Vesicular stomatitis (VS) is a viral disease affecting horses, ruminants such as cattle, sheep and members of the deer and llama families, and swine. While VS causes discomfort to affected animals, and may result in loss of markets for live animals, meat and animal genetics, it is most significant because it closely resembles foot and mouth disease (FMD). Foot and mouth disease affects ruminants and swine, and is a devastating disease for producers.

How is it transmitted?
Animals are infected with the virus by eating or coming into contact with substances contaminated with saliva or fluid from the lesions of infected animals. Spread in dairy herds may also occur as a result of milking procedures. In some regions insects play a significant role in the spread of the disease.

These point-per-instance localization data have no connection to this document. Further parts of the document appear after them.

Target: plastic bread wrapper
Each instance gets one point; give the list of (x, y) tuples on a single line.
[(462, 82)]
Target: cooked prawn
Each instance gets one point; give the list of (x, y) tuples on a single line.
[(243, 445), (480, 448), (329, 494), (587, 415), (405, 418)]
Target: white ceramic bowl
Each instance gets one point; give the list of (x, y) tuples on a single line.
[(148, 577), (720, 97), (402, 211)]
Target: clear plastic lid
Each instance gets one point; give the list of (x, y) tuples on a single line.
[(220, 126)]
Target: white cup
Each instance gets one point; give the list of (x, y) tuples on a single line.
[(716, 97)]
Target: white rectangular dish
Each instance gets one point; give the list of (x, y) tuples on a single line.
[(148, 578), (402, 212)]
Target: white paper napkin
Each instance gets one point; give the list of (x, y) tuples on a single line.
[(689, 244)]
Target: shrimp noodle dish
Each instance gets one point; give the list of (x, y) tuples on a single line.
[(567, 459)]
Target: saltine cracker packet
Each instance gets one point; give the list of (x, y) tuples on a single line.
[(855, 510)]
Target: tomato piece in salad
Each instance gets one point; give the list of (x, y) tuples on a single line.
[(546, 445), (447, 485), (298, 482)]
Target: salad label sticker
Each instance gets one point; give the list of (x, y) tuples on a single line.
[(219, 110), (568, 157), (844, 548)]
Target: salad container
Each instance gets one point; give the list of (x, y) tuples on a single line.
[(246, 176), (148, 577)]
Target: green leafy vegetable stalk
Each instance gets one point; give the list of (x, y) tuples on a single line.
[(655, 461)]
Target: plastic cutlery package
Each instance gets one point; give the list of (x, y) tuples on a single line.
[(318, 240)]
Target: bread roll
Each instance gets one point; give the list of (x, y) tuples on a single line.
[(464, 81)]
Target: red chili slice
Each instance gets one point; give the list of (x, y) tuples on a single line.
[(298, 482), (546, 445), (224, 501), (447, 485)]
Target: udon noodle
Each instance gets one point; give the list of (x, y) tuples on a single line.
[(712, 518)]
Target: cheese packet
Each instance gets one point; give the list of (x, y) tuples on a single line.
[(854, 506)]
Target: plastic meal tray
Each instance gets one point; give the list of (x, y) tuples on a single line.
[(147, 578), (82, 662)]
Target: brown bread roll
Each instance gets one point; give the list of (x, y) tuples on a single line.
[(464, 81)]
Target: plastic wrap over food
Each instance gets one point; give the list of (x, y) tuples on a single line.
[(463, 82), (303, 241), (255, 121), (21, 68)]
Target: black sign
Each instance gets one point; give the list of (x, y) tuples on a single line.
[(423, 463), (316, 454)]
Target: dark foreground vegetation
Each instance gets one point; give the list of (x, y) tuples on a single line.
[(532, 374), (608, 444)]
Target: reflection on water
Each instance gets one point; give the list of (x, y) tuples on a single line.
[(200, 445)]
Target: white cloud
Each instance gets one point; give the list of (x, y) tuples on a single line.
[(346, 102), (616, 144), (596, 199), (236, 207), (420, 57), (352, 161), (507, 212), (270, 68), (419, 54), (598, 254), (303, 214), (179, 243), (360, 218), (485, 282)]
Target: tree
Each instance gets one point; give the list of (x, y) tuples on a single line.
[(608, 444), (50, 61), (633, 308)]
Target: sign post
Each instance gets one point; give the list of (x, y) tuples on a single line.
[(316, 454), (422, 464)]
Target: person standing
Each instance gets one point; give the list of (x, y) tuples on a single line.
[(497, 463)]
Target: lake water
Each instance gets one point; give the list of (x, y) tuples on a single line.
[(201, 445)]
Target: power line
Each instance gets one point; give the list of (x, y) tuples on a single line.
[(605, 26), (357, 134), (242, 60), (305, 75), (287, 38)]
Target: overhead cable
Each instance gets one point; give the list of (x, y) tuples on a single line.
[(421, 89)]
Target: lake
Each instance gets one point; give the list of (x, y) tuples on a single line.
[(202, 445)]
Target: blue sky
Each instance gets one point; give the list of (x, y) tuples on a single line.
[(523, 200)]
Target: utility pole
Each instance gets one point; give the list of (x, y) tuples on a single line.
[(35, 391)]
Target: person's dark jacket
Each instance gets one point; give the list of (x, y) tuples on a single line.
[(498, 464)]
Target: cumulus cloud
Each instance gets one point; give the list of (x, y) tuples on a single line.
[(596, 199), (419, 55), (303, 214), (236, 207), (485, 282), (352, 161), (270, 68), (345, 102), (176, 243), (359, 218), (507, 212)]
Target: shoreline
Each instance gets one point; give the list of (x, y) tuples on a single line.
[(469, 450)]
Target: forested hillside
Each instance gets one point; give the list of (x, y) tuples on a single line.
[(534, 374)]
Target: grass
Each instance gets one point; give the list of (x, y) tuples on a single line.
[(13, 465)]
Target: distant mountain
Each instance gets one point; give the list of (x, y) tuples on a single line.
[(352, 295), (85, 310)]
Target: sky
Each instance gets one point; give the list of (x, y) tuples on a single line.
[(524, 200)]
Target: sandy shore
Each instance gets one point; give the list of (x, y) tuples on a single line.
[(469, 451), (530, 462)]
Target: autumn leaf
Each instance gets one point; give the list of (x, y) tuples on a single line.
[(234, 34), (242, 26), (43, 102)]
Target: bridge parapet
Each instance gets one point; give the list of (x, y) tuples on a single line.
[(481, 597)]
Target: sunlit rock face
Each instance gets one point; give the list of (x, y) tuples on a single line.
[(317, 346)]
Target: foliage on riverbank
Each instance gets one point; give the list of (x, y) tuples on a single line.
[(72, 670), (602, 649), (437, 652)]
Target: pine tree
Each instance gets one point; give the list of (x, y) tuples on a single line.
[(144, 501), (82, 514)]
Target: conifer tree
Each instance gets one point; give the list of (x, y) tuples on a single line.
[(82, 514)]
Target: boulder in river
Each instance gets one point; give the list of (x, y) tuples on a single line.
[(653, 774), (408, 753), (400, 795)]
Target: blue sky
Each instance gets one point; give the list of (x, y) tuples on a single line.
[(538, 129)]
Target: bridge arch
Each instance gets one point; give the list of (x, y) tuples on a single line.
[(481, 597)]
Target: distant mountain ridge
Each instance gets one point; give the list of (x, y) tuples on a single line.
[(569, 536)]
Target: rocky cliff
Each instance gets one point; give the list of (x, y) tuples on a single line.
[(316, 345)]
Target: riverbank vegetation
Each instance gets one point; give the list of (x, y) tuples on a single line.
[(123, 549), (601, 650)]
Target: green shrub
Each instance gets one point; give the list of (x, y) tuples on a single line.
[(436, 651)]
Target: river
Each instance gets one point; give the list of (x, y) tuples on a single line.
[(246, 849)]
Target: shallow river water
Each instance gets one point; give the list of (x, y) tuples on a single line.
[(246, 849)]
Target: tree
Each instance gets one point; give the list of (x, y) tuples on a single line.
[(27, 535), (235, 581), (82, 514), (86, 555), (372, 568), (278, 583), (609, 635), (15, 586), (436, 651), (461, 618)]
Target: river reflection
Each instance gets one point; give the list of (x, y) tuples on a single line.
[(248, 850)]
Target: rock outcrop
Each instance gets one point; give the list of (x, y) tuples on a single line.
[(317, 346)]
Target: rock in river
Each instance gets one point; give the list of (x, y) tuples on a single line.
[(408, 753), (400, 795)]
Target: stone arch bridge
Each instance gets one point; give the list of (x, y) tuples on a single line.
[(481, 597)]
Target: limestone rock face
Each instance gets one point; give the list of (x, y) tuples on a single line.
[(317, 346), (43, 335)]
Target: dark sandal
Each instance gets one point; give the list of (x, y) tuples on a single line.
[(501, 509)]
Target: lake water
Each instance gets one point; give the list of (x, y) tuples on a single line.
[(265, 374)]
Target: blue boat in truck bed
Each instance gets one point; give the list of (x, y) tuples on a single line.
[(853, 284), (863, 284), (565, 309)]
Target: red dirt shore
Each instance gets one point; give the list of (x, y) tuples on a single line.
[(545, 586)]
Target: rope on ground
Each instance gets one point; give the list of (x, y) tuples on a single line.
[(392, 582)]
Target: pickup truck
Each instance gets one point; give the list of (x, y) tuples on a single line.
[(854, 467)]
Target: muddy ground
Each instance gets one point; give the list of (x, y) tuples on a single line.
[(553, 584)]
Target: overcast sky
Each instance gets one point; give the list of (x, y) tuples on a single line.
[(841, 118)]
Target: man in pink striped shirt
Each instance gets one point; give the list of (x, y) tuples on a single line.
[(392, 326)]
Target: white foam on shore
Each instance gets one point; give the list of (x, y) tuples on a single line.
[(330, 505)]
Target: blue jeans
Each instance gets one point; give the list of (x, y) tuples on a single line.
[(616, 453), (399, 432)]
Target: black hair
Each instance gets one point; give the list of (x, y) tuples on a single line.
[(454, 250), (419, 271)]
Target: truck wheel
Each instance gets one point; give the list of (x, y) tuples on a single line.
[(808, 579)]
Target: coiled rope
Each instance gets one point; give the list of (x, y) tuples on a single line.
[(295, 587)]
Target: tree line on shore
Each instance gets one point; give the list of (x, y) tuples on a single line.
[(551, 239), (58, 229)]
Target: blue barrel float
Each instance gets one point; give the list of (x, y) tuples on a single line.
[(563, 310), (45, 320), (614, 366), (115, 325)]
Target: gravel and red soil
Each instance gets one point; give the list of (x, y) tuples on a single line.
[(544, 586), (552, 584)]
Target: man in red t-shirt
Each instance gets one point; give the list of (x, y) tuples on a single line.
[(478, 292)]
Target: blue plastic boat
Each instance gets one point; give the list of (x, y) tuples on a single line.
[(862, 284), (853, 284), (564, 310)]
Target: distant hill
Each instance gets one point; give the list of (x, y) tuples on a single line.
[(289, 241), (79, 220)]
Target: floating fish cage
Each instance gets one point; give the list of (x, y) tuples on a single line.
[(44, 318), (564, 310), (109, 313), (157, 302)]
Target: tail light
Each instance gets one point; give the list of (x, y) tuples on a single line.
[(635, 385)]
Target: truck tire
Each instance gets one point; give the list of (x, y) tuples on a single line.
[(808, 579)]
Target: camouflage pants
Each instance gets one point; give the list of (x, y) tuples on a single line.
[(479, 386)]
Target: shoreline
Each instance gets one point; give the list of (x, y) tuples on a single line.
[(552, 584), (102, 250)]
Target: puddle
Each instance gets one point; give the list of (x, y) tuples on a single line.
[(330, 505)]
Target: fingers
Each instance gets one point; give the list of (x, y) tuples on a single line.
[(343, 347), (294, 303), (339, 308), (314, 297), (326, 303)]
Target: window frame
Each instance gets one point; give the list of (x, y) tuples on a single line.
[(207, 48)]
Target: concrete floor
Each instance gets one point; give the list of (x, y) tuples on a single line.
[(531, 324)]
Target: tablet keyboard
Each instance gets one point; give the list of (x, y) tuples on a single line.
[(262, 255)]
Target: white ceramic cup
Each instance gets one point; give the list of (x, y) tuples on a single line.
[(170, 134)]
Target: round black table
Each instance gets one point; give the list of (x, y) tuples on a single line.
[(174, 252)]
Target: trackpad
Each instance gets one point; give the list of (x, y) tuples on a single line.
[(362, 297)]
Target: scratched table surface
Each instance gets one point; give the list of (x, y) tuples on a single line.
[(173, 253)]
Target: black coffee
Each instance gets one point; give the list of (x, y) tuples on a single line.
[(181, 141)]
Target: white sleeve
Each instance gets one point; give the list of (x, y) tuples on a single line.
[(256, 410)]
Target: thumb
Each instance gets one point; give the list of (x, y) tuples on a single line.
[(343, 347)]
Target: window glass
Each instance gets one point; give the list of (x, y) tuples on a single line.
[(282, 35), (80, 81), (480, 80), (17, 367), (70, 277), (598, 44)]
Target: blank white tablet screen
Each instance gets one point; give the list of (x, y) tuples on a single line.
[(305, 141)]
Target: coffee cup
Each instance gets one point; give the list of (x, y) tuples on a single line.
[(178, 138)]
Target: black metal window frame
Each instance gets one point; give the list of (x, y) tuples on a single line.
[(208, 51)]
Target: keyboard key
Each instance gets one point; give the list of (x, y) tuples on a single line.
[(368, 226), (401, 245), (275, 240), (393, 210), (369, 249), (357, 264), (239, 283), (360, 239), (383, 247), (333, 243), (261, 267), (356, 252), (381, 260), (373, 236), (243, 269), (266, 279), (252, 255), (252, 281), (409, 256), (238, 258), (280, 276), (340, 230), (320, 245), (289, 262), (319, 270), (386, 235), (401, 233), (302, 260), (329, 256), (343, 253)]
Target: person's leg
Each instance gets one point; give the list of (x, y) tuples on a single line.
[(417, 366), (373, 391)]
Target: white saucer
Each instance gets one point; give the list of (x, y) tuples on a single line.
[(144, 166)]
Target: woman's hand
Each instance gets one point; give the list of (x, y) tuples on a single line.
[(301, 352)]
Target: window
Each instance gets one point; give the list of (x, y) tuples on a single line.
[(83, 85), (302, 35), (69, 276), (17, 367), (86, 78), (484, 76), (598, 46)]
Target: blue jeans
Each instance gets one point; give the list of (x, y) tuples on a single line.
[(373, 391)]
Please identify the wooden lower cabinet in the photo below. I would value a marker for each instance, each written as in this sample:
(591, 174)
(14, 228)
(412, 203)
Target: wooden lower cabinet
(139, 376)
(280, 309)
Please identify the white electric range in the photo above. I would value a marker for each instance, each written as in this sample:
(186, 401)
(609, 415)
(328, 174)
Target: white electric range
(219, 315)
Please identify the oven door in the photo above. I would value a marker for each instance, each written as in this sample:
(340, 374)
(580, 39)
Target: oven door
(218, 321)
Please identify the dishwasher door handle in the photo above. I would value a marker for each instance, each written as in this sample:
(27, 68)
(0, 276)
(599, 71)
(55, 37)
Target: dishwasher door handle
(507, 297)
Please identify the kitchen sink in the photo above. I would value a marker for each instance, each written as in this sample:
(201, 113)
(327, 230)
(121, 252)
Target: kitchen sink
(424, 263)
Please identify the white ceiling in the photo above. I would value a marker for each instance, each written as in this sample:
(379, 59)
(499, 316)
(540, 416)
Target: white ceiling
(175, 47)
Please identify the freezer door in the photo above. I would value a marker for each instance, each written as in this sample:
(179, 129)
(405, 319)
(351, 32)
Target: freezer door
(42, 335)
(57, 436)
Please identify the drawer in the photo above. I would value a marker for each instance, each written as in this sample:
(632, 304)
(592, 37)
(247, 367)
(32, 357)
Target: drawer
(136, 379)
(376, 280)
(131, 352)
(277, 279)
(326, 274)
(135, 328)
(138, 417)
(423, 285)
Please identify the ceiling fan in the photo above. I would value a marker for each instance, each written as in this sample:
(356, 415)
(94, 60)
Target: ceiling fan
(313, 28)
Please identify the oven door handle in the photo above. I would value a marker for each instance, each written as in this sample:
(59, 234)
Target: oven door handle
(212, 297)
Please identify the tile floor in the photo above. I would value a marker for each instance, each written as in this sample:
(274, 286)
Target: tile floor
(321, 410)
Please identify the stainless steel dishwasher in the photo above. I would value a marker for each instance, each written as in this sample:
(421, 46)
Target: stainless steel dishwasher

The disease may also be transmitted to humans who come into contact with infected animals. It causes influenza-like symptoms.

What are the signs of VS?
Vesicular stomatitis causes a mild fever, and the formation of blister-like lesions on the inside of the mouth, and on the lips, nose, hooves and udder. The blisters break, leaving raw, sore areas. Affected animals often salivate profusely, and are unwilling to eat or drink. Some animals, particularly swine, may become lame. Milking cows show a marked decrease in milk production. The incubation period (the time between infection with the virus and clinical signs) may range from two to eight days, and animals generally recover completely in three to four days.